Tell me – did you decide on that team because you were won over by the CEOs five-year growth and investment vision? Perhaps you’ve been persuaded to stand by your team on a ten-game losing-streak because the club’s latest newsletter interviewed other supporters? Do you chant your team’s name from the terraces because the club offers gift cards?
How about your favourite band? Did you choose them because their management company ran ‘Fan of the Month’ rewards? Perhaps it was content in their fanzine that was the clincher? Or was it because they once played a free gig for charity?
OK – I’m exaggerating for effect. But you get my point. You’re not likely to stand in the rain at a concert, endure a humbling at the hands of derby rivals or go vegan to save the planet because someone offered you vouchers for Bed, Bath and Beyond.
You do it because of the way you feel inside. Because of the deep longing to have, experience or accomplish something.
So why would we expect employees to stick with companies through thick and thin, go the extra mile for customers, or strive to create killer new products and services because they’ve been invited to Taco Tuesday?
I’m not saying PR and Internal communications don’t have a place in engagement – far from it. They provide important infrastructure and tools to help organisations share information effectively and efficiently. But on their own, the best they can ever achieve is alignment.

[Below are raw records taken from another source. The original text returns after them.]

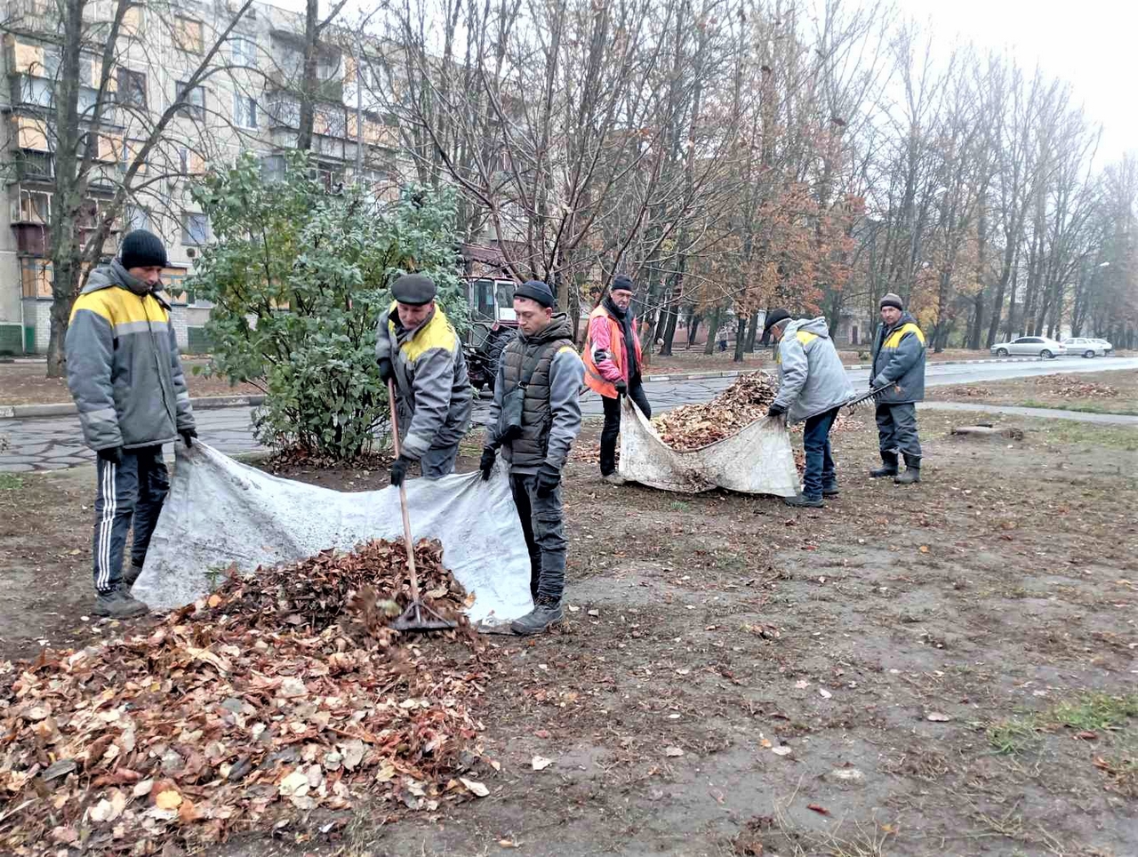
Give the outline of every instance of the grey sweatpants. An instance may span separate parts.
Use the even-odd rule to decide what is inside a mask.
[[[906,458],[921,458],[921,438],[917,437],[917,406],[877,405],[877,440],[882,452],[900,452]]]
[[[537,476],[511,473],[510,489],[521,518],[529,551],[529,594],[561,600],[566,588],[566,534],[561,512],[561,486],[549,496],[537,496]]]
[[[131,562],[142,566],[158,513],[170,491],[162,446],[123,450],[123,463],[98,459],[94,495],[94,543],[91,553],[96,592],[110,592],[123,579],[126,534],[134,527]]]

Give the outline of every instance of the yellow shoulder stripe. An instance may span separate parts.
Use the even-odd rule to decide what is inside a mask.
[[[901,344],[901,339],[904,339],[907,333],[916,333],[917,339],[921,340],[921,345],[925,344],[924,333],[921,331],[921,328],[918,328],[913,322],[909,322],[907,324],[902,324],[900,328],[890,333],[889,339],[887,339],[884,345],[882,345],[881,347],[882,348],[898,347]]]
[[[443,348],[453,353],[456,338],[457,335],[454,332],[454,328],[451,327],[451,322],[447,321],[446,316],[439,310],[436,310],[435,318],[427,322],[427,326],[419,330],[411,339],[405,341],[401,351],[413,363],[432,348]]]
[[[115,286],[80,295],[72,306],[71,318],[74,319],[80,310],[92,312],[112,326],[168,319],[165,307],[152,296],[147,295],[140,300],[137,295]]]

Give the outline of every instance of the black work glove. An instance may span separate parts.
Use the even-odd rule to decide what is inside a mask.
[[[106,450],[99,450],[96,453],[100,459],[106,461],[108,464],[122,464],[123,463],[123,447],[122,446],[108,446]]]
[[[537,471],[537,496],[547,497],[561,484],[561,471],[546,462]]]
[[[497,459],[497,451],[493,446],[484,446],[483,458],[478,462],[478,469],[483,471],[484,483],[490,478],[490,471],[494,469],[495,459]]]
[[[405,459],[402,455],[391,462],[391,485],[398,488],[403,485],[403,480],[407,476],[407,467],[411,464],[411,459]]]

And alignment is not the same as engagement. PR and internal communications initiatives might provide the mechanism, but they do not provide the meaning.
It’s a bit like when your kids realise there’s no Father Christmas.
They’re still subject to a torrent of ‘heart-warming’ adverts reminding us all of the meaning of Christmas (thank you John Lewis). Their favourite retailers constantly remind them that they are thinking about those less fortunate and giving something back. Global influencers pop up in their Tik Tok feed to legitimise some company’s Christmassy credentials.
But does any of this make them as excited, passionate, absorbed or committed to Christmas as when they thought an obese man who ran a sweat shop for diminutive mythical creatures broke into their homes every year?
I’m willing to bet that if you asked them how ‘engaged’ they are with Christmas, despite all the advertising, product placement, virtue signalling, giveaways or ‘brand experiences’ on offer, you’ll mostly get an eye roll, a shrug and at best, a resigned ambivalence to all the festive hoopla.
The same look you get at most company AGMs, executive town halls or top down corporate missives about how the company brings its values to life.
If you’re serious about employee engagement, stop focussing on the mechanism and start focussing on the meaning.